Lorsqu’un écureuil récolte des glands et les enterre un peu partout, ils ne pensent qu’à se ménager des réserves pour l’hiver. C’est un égoïste. Mais son égoïsme peut s’avérer utile à la communauté des écureuils et plus généralement à beaucoup d’autres espèces. L’écureuil oubliera quelques glands, certains germeront et ainsi la forêt se propagera.

Cette histoire nous montre comment l’égoïsme peut engendrer une forme d’altruisme, processus décrit de manière plus théorique par Robert Axelrod. Elle montre aussi comment des gestes anecdotiques peuvent avoir un impact immense.

Depuis longtemps, je suggère que nous imitions les écureuils. Si, chacun à notre niveau, nous changeons nos habitudes, consommons moins et autrement, ces petits changements se cumuleront, feront boule de neige et ils auront plus d’impact que les agitations de nos politiciens perchés au sommet de la pyramide.

Mais pour qu’un cinquième pouvoir efficace émerge, chacun de nous ne peut pas se contenter de s’agiter dans son coin. Nous devons communiquer nos changements, les propager, favoriser le processus de boule de neige. À ce stade, nous nous trouvons dans deux situations assez opposées.

  1. Nous rencontrons des gens déjà convaincus que nous sommes collectivement en danger. S’ils n’ont pas déjà changé leurs habitudes, il est facile de leur communiquer nos trucs et astuces. Ils les adopteront avec joie car ils auront l’impression de participer au bien commun.
  2. Nous rencontrons des gens qui se moquent des problèmes et attendent que d’autres les règlent pour eux. Pas facile de les transformer en écureuil. En plus d’être égoïstes, ils sont sourds. Il faut alors s’adresser à leur égoïsme. Par exemple leur suggérer des mesures qui leur feront économiser de l’argent et qui incidemment feront du bien à la planète. Le plus souvent l’altruisme n’apparaît que comme un effet collatéral.

Sur le modèle des alcooliques anonymes, Quitterie Delmas, François Collet, ma femme et sans doute bien d’autres, tentent de créer des groupes de discussion où les participants s’échangent leurs bonnes pratiques. Je crois que la mayonnaise ne prendra de l’ampleur et dépassera le cadre des early adopters que si une manière d’adresser l’égoïsme de chacun de nous est découverte.
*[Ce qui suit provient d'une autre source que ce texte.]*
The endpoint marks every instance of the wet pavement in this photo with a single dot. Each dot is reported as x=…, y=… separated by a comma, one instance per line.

Par exemple, j’ai un ami conseiller en économie d’énergie. Pour commencer, il ne propose pas aux gens d’installer des chauffe-eaux solaires ou des panneaux photovoltaïques, mais d’isoler leurs combles et d’installer des réducteurs de consommation d’eau à tous leurs robinets. Le gain économique est immédiat. Les gens adhèrent. Tout le monde est prêt à sauver la planète si ça ne lui coûte rien. Il faut partir de cette réalité même si elle n’est pas agréable à entendre.
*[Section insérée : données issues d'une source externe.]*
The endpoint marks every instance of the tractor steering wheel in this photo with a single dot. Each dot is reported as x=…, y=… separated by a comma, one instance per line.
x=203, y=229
Peu à peu nous construirons une nouvelle morale écologique et un nouveau sens des responsabilités. Cette morale, comme toute morale, nous aidera à mieux vivre en société. Elle pourra soutenir d’éventuels interdits, comme la morale l’a toujours fait. Sans morale, je crois qu’il ne sert à rien de légiférer des interdits. La morale préexiste à la loi.